I'm scared.

I met with my superb mentoring group for dinner and a little chat.  It was supposed to be an out of town trip, but because of several reasons, we settled for a simple dinner treat by our beloved (and much coveted) mentor.  It was fun and the chat started with gossip, med school memories, tips, boards etc.  It was until the post dinner coffee chat that we talked about the more important things.  

That's when it dawned on me. 

I am scared alright.  Im scared of the future.  I am scared of the board exams.  I am more scared of what's in store after the boards (given that I pass).  Im 25, in a little over 5 months, I'll be 26.  My mother got married when she was 27 and had me at 28, and built her life around us since then.  Some say we shouldn't bother with age.  But I have eggs that are growing old, and follicles that barely mature because of PCOS.  I want to have a family.  I want to have children.  I want to make a difference in the world.  But that I can't do without being stable in all aspects of my life.

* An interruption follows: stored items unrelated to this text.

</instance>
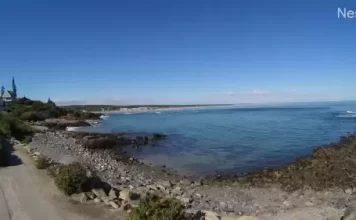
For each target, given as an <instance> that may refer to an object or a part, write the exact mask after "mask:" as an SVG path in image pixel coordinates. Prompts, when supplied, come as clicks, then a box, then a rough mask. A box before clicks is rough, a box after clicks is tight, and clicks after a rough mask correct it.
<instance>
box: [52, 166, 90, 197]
mask: <svg viewBox="0 0 356 220" xmlns="http://www.w3.org/2000/svg"><path fill="white" fill-rule="evenodd" d="M86 181H87V177H86V171H85V169H84V168H83V167H82V166H81V165H80V164H78V163H73V164H69V165H62V166H61V167H59V170H58V174H57V175H56V176H55V178H54V183H55V184H56V185H57V187H58V188H59V189H60V190H61V191H62V192H63V193H64V194H66V195H71V194H73V193H77V192H81V191H82V189H83V185H84V184H85V183H86Z"/></svg>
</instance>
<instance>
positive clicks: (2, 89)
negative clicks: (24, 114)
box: [1, 86, 5, 97]
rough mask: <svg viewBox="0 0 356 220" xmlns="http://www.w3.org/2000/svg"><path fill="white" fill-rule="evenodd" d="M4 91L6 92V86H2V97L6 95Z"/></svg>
mask: <svg viewBox="0 0 356 220" xmlns="http://www.w3.org/2000/svg"><path fill="white" fill-rule="evenodd" d="M4 93H5V87H4V86H1V97H3V96H4Z"/></svg>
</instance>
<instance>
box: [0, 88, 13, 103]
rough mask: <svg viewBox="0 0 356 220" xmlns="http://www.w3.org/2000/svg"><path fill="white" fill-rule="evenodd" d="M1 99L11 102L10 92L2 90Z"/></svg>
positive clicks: (12, 99) (10, 93)
mask: <svg viewBox="0 0 356 220" xmlns="http://www.w3.org/2000/svg"><path fill="white" fill-rule="evenodd" d="M1 99H2V100H3V102H5V103H8V102H12V101H13V100H14V98H13V95H12V92H11V91H8V90H6V91H5V92H4V94H3V95H2V97H1Z"/></svg>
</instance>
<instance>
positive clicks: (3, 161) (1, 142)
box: [0, 132, 8, 166]
mask: <svg viewBox="0 0 356 220" xmlns="http://www.w3.org/2000/svg"><path fill="white" fill-rule="evenodd" d="M4 144H5V137H4V135H3V134H1V132H0V166H5V165H7V162H8V161H7V155H6V152H5V149H4Z"/></svg>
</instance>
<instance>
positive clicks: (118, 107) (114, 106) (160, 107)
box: [62, 104, 228, 112]
mask: <svg viewBox="0 0 356 220" xmlns="http://www.w3.org/2000/svg"><path fill="white" fill-rule="evenodd" d="M226 105H228V104H226ZM208 106H224V105H223V104H221V105H68V106H62V107H64V108H66V109H71V110H86V111H94V112H97V111H102V110H104V111H118V110H120V109H122V108H126V109H133V108H140V107H144V108H184V107H208Z"/></svg>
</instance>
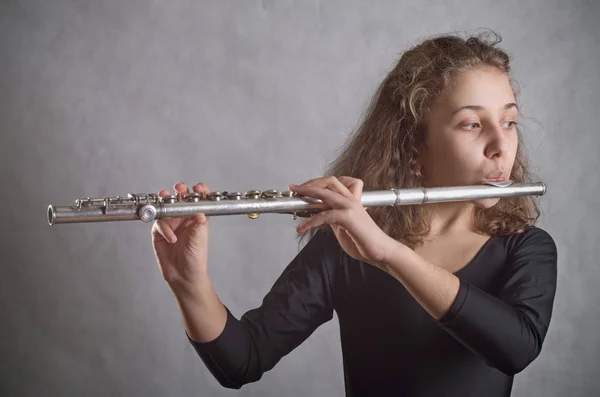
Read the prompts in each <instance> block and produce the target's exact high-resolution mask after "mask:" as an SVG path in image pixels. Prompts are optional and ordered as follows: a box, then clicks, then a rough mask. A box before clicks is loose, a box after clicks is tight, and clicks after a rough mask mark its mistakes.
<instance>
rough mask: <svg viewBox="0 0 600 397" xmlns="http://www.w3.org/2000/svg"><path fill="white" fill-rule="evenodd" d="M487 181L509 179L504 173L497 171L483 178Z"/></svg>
mask: <svg viewBox="0 0 600 397" xmlns="http://www.w3.org/2000/svg"><path fill="white" fill-rule="evenodd" d="M483 180H484V181H485V182H505V181H506V180H507V178H506V176H504V174H502V173H497V174H493V175H490V176H488V177H486V178H484V179H483Z"/></svg>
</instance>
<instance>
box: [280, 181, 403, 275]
mask: <svg viewBox="0 0 600 397" xmlns="http://www.w3.org/2000/svg"><path fill="white" fill-rule="evenodd" d="M289 187H290V190H291V191H293V192H296V193H297V194H298V195H301V196H307V197H311V198H316V199H319V200H321V201H322V202H323V203H324V204H326V208H327V209H325V210H322V211H320V212H319V213H317V214H316V215H313V216H312V217H310V218H308V219H307V220H305V221H304V222H303V223H302V224H301V225H300V226H298V228H297V231H298V232H299V233H302V232H304V231H306V230H309V229H311V228H313V227H317V226H320V225H323V224H329V225H331V227H332V229H333V232H334V233H335V236H336V237H337V239H338V241H339V243H340V245H341V246H342V248H343V249H344V251H346V253H347V254H348V255H350V256H351V257H353V258H354V259H358V260H361V261H364V262H367V263H370V264H372V265H375V266H378V267H379V266H380V264H382V263H383V261H385V258H386V251H387V250H388V249H389V248H387V247H390V246H391V240H392V238H391V237H389V236H388V235H387V234H385V233H384V232H383V230H381V229H380V228H379V226H377V224H376V223H375V221H373V219H372V218H371V217H370V216H369V214H368V213H367V211H366V209H365V208H364V207H363V206H362V205H361V197H362V189H363V181H362V180H360V179H356V178H352V177H348V176H341V177H339V178H336V177H333V176H332V177H325V178H317V179H312V180H309V181H307V182H305V183H303V184H302V185H299V186H295V185H290V186H289Z"/></svg>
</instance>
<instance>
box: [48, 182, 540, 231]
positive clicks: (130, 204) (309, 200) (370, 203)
mask: <svg viewBox="0 0 600 397" xmlns="http://www.w3.org/2000/svg"><path fill="white" fill-rule="evenodd" d="M545 193H546V185H545V184H544V183H542V182H534V183H522V184H515V183H513V182H512V181H507V182H500V183H495V182H489V183H486V184H482V185H471V186H450V187H430V188H423V187H421V188H411V189H390V190H375V191H365V192H363V194H362V199H361V204H362V205H363V206H364V207H377V206H397V205H421V204H428V203H440V202H449V201H469V200H479V199H486V198H503V197H514V196H525V195H537V196H541V195H544V194H545ZM325 208H326V206H325V205H324V204H323V202H322V201H321V200H319V199H314V198H309V197H303V196H297V195H296V194H295V193H293V192H289V191H284V192H279V191H277V190H267V191H264V192H261V191H249V192H245V193H240V192H231V193H229V192H211V193H209V194H207V195H203V194H199V193H196V192H192V193H189V194H187V195H179V196H163V197H160V196H158V195H157V194H154V193H142V194H133V193H129V194H128V195H127V197H121V196H116V197H102V198H89V197H87V198H82V199H78V200H75V204H74V205H69V206H54V205H49V206H48V213H47V216H48V224H49V225H54V224H64V223H85V222H112V221H134V220H141V221H143V222H153V221H155V220H158V219H167V218H181V217H189V216H193V215H198V214H200V213H203V214H205V215H206V216H217V215H241V214H246V215H247V216H248V217H250V218H252V219H255V218H257V217H258V215H259V214H261V213H278V214H291V215H293V216H294V219H295V218H296V217H297V216H300V217H307V216H310V215H311V214H314V213H317V212H319V211H322V210H323V209H325Z"/></svg>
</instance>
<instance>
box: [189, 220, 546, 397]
mask: <svg viewBox="0 0 600 397" xmlns="http://www.w3.org/2000/svg"><path fill="white" fill-rule="evenodd" d="M455 275H456V276H457V277H458V278H459V280H460V288H459V291H458V295H457V297H456V299H455V301H454V302H453V304H452V306H451V307H450V309H449V311H448V312H447V314H446V315H445V316H444V317H443V318H442V319H440V320H436V319H434V318H433V317H431V316H430V315H429V314H428V313H427V312H426V311H425V310H424V309H423V307H422V306H421V305H420V304H419V303H418V302H417V301H416V300H415V299H414V298H413V297H412V296H411V295H410V294H409V292H408V291H407V290H406V288H405V287H404V286H403V285H402V284H401V283H400V282H399V281H398V280H397V279H395V278H394V277H392V276H391V275H389V274H388V273H386V272H384V271H382V270H380V269H379V268H377V267H375V266H372V265H370V264H366V263H363V262H360V261H357V260H355V259H353V258H352V257H350V256H348V255H347V254H346V253H345V252H344V251H343V249H342V248H341V247H340V245H339V243H338V242H337V239H336V237H335V236H334V235H332V234H329V233H327V232H318V233H317V234H316V235H315V236H314V237H313V238H312V239H311V240H309V242H308V243H307V244H306V245H305V246H304V247H303V248H302V249H301V250H300V252H299V253H298V254H297V255H296V257H295V258H294V259H293V260H292V261H291V262H290V263H289V265H288V266H287V267H286V268H285V270H284V271H283V273H282V274H281V276H280V277H279V278H278V279H277V280H276V282H275V284H274V285H273V287H272V289H271V290H270V291H269V292H268V293H267V295H266V296H265V298H264V300H263V302H262V304H261V305H260V307H258V308H255V309H252V310H249V311H247V312H246V313H245V314H243V315H242V316H241V318H240V319H239V320H238V319H237V318H236V317H235V316H234V315H233V314H232V313H231V312H230V311H229V309H228V308H227V307H226V310H227V322H226V325H225V329H224V330H223V332H222V333H221V334H220V335H219V336H218V337H217V338H216V339H215V340H213V341H210V342H206V343H198V342H195V341H193V340H192V339H190V338H189V336H188V340H189V341H190V343H191V344H192V345H193V346H194V348H195V350H196V352H197V353H198V355H199V356H200V357H201V359H202V360H203V361H204V363H205V364H206V366H207V367H208V369H209V370H210V371H211V373H212V374H213V375H214V376H215V377H216V379H217V380H218V381H219V383H220V384H221V385H223V386H224V387H227V388H232V389H239V388H241V387H242V386H243V385H244V384H247V383H249V382H255V381H258V380H259V379H260V378H261V377H262V374H263V373H264V372H265V371H269V370H270V369H272V368H273V367H274V366H275V365H276V364H277V362H279V360H280V359H281V358H282V357H284V356H285V355H287V354H288V353H290V352H291V351H292V350H293V349H295V348H296V347H297V346H298V345H299V344H300V343H302V342H303V341H304V340H305V339H307V338H308V337H309V336H310V335H311V334H312V333H313V332H314V330H315V329H316V328H317V327H318V326H320V325H321V324H323V323H325V322H326V321H329V320H330V319H332V318H333V312H334V310H335V312H336V313H337V315H338V320H339V325H340V336H341V343H342V355H343V369H344V380H345V388H346V395H347V396H352V397H356V396H411V397H421V396H428V397H429V396H446V397H451V396H460V397H467V396H486V397H500V396H502V397H504V396H509V395H510V393H511V389H512V384H513V376H514V375H515V374H517V373H518V372H520V371H522V370H523V369H524V368H525V367H527V366H528V365H529V364H530V363H531V362H532V361H533V360H534V359H535V358H536V357H537V356H538V355H539V353H540V350H541V348H542V343H543V341H544V338H545V336H546V332H547V330H548V325H549V323H550V318H551V314H552V306H553V302H554V296H555V291H556V277H557V250H556V245H555V243H554V241H553V239H552V237H551V236H550V235H549V234H548V233H547V232H546V231H544V230H542V229H541V228H538V227H532V228H530V229H528V230H527V231H526V232H524V233H521V234H514V235H508V236H494V237H491V238H490V239H489V240H488V241H487V242H486V243H485V245H484V246H483V247H482V248H481V249H480V250H479V252H478V253H477V255H476V256H475V257H474V258H473V259H472V260H471V261H470V262H469V263H468V265H467V266H466V267H464V268H463V269H461V270H459V271H458V272H456V273H455Z"/></svg>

But here I am, barely starting, with almost nothing in tow but my licenseless MD, my experience in the hospital, the little emotional and social maturity I got from being with fab friends and UP/PGH experience, my family.  I am scared.  Most of my classmates from highschool are made.  Even those that are younger than me are starting out.

Where am I heading?

I long for somebody I can share these stuff with.  I don't need assurances.  I need somebody to acknowledge my anxiety over these things, and possibly feel me.  Not a lot of people understands because very few people really know me.  It's easy for me to trust in people but it takes a lot more for me to open up.  My life as it is now is not as simple and happy as it seems.  The big and small dramas make the decision harder, and that I have to do soon because I've been in the fork of the road longer than I should be.  By now, I should've chosen a track (the right track at that), but I'm afraid to make mistakes - not when I'm already 25.  There have been enough bumps and downs for me to deal with.  I want a smoother road for now. 

My friend once shared that she prayed for clarity.  Maybe I should too.  

I am scared.  For real.

Comments

Joanne said…
Senseless advice: don't be afraid to make mistakes, if that's the only way for you to grow, to be happy. I realized that I've been a good girl for a very long time that I want to do something really unexpected of me. Right now, I want to take risks, and learn along the way.